If you take the gloomy vibe from the Heaven an Hell album, and add some of the bluesy groove from the early Sabbath records, and you'll have a good idea of what 13 sounds like.

The album is full of subtle, and not so subtle nods to the classic Sabbath catalog. The lead track, "The End of the Beginning", starts out with a plodding dirge clearly inspired by the title track from their very first album, then later breaks into a more groove-oriented riff clearly inspired by "Hole in the Sky." The track "Loner" has parts that seem vaguely similar to "Air Dance" from the Never Say Die album. "Zeitgeist" is a not-so-subtle tribute to "Planet Caravan" with a spacey, atmospheric groove, ending with a jazz inspired solo. "Damaged Soul" is very much a Blues track that comes off as a modernized take on the mood of the second half of their first album. Finally "Dear Father" ends with the same rainstorm and church bell loop that opened the first album.

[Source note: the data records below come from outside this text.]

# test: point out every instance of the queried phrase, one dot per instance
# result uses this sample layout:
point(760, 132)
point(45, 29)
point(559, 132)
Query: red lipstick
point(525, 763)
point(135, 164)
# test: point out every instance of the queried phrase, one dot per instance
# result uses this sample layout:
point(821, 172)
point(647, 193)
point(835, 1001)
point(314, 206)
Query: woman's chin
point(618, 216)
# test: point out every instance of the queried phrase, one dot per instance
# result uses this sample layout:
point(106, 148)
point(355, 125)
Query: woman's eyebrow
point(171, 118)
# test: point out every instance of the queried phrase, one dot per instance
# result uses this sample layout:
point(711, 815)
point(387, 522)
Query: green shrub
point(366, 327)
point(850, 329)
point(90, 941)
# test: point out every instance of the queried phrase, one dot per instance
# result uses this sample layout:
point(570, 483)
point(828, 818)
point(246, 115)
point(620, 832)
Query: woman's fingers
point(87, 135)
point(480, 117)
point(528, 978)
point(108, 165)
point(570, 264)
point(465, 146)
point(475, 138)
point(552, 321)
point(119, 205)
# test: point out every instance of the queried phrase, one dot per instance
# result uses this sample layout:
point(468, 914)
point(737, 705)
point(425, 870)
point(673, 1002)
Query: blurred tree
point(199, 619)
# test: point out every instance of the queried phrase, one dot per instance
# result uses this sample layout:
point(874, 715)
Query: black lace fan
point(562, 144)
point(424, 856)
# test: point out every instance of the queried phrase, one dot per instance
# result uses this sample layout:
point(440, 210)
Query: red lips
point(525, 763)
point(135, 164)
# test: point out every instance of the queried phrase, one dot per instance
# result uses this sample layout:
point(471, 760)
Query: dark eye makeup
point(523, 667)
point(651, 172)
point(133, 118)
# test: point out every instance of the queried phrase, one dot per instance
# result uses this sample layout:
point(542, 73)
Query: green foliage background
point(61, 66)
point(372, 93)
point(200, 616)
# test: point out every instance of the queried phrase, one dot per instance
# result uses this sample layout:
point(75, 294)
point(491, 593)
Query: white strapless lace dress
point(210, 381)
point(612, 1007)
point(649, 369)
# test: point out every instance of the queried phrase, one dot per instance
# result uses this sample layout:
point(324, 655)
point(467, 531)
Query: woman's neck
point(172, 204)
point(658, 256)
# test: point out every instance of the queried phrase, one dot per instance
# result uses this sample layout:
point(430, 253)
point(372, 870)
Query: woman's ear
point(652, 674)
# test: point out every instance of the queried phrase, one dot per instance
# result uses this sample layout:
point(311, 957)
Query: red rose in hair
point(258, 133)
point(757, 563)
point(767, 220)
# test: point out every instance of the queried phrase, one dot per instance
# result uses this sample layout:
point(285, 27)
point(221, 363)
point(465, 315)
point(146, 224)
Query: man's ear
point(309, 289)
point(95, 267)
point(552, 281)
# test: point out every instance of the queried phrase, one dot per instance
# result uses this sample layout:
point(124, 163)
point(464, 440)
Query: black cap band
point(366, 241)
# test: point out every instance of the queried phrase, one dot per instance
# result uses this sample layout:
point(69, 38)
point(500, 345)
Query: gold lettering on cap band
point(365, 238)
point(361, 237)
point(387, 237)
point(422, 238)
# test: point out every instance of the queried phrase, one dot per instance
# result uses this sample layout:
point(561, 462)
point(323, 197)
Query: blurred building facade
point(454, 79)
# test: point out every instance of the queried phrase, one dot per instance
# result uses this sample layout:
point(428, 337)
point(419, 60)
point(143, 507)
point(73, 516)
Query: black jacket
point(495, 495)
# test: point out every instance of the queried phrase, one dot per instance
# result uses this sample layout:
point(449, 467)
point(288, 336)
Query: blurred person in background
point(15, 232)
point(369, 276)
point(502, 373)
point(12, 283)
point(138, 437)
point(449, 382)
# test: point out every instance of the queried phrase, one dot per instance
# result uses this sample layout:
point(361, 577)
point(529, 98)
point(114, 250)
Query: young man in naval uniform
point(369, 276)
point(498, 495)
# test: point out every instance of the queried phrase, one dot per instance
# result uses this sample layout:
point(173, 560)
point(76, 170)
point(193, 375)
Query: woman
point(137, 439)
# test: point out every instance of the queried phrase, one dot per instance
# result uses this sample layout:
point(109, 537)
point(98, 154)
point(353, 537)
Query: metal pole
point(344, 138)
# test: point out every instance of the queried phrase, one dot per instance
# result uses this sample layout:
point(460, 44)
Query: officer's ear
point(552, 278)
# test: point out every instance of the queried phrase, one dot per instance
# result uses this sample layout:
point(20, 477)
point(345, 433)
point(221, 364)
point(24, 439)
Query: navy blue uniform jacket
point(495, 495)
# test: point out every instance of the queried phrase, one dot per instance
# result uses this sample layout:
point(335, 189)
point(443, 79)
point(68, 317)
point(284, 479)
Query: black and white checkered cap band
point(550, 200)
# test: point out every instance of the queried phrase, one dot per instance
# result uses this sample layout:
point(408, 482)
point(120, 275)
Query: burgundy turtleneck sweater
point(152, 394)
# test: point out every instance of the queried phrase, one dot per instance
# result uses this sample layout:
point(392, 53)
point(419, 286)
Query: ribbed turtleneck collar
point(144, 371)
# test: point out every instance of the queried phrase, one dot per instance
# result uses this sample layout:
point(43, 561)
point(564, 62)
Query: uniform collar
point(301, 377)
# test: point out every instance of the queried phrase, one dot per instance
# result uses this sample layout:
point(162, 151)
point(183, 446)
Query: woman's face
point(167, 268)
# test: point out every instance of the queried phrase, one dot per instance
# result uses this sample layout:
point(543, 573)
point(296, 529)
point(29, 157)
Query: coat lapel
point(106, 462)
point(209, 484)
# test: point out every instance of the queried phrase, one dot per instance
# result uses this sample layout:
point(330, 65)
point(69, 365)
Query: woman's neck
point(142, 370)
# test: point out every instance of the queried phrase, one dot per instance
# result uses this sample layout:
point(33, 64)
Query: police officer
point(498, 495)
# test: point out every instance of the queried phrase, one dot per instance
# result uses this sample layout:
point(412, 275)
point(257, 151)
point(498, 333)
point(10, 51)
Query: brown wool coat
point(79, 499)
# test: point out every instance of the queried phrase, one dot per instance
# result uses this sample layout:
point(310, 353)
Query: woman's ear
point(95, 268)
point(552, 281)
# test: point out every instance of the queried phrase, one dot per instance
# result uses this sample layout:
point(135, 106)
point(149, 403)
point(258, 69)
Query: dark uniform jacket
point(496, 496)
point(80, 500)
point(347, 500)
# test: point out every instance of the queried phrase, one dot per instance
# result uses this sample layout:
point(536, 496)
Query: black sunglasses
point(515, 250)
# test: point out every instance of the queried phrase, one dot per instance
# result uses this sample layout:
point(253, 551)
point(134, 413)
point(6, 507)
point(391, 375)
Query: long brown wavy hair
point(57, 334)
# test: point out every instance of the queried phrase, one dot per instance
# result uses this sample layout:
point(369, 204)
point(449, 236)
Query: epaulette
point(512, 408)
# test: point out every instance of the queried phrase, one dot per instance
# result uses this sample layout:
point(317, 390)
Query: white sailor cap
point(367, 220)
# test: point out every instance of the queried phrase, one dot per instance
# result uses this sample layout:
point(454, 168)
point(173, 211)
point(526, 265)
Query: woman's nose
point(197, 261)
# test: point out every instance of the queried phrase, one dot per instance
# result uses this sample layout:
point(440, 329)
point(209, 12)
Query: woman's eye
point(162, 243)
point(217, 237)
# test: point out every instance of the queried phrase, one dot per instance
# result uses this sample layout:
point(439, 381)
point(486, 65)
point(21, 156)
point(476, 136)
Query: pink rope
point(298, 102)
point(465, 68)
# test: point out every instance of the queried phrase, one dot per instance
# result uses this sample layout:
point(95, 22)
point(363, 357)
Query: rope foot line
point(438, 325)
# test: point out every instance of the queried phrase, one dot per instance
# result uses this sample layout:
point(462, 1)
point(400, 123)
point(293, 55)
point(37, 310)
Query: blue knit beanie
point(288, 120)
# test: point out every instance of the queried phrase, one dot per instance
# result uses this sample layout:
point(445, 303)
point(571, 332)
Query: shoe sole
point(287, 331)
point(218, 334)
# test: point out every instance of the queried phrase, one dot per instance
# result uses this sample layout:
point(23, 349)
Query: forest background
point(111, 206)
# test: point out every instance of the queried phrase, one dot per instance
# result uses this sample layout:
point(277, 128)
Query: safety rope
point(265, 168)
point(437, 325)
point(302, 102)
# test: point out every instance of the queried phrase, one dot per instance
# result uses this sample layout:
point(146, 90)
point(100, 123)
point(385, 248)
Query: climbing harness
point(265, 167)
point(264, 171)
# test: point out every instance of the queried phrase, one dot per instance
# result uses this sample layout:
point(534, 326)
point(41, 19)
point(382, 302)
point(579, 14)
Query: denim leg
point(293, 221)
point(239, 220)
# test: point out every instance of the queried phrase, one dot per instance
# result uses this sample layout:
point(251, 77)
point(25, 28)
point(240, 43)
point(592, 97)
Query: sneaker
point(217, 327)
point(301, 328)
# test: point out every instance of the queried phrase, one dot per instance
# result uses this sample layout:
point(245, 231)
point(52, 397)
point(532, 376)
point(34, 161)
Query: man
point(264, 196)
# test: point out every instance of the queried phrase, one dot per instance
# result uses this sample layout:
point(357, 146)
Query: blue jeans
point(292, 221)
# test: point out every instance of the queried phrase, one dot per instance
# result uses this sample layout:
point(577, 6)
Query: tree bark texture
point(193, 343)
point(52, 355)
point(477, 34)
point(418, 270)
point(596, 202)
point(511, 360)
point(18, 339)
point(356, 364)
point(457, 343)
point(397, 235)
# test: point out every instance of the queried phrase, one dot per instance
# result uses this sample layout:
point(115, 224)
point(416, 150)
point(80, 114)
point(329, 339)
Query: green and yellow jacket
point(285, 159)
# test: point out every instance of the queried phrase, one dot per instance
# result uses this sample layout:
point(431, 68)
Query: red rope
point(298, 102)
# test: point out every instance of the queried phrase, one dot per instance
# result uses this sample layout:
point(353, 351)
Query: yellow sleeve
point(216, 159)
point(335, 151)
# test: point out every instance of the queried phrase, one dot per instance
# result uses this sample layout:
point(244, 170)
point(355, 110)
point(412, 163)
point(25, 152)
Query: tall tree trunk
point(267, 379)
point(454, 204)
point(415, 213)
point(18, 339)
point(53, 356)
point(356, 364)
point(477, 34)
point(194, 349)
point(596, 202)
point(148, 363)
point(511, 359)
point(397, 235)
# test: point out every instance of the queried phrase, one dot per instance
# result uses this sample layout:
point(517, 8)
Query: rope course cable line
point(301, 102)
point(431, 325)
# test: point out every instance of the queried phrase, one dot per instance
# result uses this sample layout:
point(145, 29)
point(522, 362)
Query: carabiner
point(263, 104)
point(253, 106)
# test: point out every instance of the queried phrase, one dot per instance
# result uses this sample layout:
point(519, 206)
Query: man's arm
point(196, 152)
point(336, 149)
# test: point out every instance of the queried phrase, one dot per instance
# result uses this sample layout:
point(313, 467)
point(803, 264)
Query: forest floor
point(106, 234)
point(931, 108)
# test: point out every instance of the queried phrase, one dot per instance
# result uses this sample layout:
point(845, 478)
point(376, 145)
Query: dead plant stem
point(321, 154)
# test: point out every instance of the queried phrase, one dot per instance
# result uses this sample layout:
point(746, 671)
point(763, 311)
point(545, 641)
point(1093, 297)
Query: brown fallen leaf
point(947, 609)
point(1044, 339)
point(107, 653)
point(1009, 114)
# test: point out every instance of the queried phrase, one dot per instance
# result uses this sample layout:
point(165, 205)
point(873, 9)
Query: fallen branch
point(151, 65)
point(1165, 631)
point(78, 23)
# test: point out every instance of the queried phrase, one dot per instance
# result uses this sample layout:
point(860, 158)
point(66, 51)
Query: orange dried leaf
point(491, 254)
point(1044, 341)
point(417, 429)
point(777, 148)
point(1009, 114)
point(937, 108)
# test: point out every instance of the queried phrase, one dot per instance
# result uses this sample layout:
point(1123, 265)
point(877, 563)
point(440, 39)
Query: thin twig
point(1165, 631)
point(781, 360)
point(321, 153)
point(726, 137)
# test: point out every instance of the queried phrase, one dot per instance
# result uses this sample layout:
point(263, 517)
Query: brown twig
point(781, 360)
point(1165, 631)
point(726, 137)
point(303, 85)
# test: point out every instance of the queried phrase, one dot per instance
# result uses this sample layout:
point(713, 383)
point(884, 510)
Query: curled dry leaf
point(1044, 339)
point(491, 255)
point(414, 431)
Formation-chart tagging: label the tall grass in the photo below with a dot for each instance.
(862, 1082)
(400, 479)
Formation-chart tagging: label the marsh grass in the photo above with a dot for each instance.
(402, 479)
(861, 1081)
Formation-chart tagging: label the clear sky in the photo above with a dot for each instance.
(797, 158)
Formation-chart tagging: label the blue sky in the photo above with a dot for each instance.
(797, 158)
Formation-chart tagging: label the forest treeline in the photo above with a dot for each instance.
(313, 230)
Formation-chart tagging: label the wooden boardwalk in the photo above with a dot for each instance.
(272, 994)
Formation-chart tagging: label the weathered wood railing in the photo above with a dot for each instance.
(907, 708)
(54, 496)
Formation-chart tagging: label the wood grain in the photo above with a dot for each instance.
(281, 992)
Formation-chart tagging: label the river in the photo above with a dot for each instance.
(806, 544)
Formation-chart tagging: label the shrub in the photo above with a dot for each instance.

The three bonus tracks are a little more upbeat and modern sounding than the rest, but are still very good tracks. "Methademic" in particular, could be the most interesting track on the album.

All said, 13 is worth listening to. Iommi's guitar is less dominant, and his solos are not quite as compelling as other efforts, but honestly, he still sounds grey, and clearly has not lost his knack for writing memorable riffs. Frankly, when you consider that he recorded this while battling a disease that normally stops people dead in their tracks permanently, his work on the album is astounding, and I think that Sabbath fans everywhere should consider themselves lucky that he can still throw down like the legend he is. There are overall stronger Sabbath albums, but 13 is a worthy and very welcome addition to their catalog.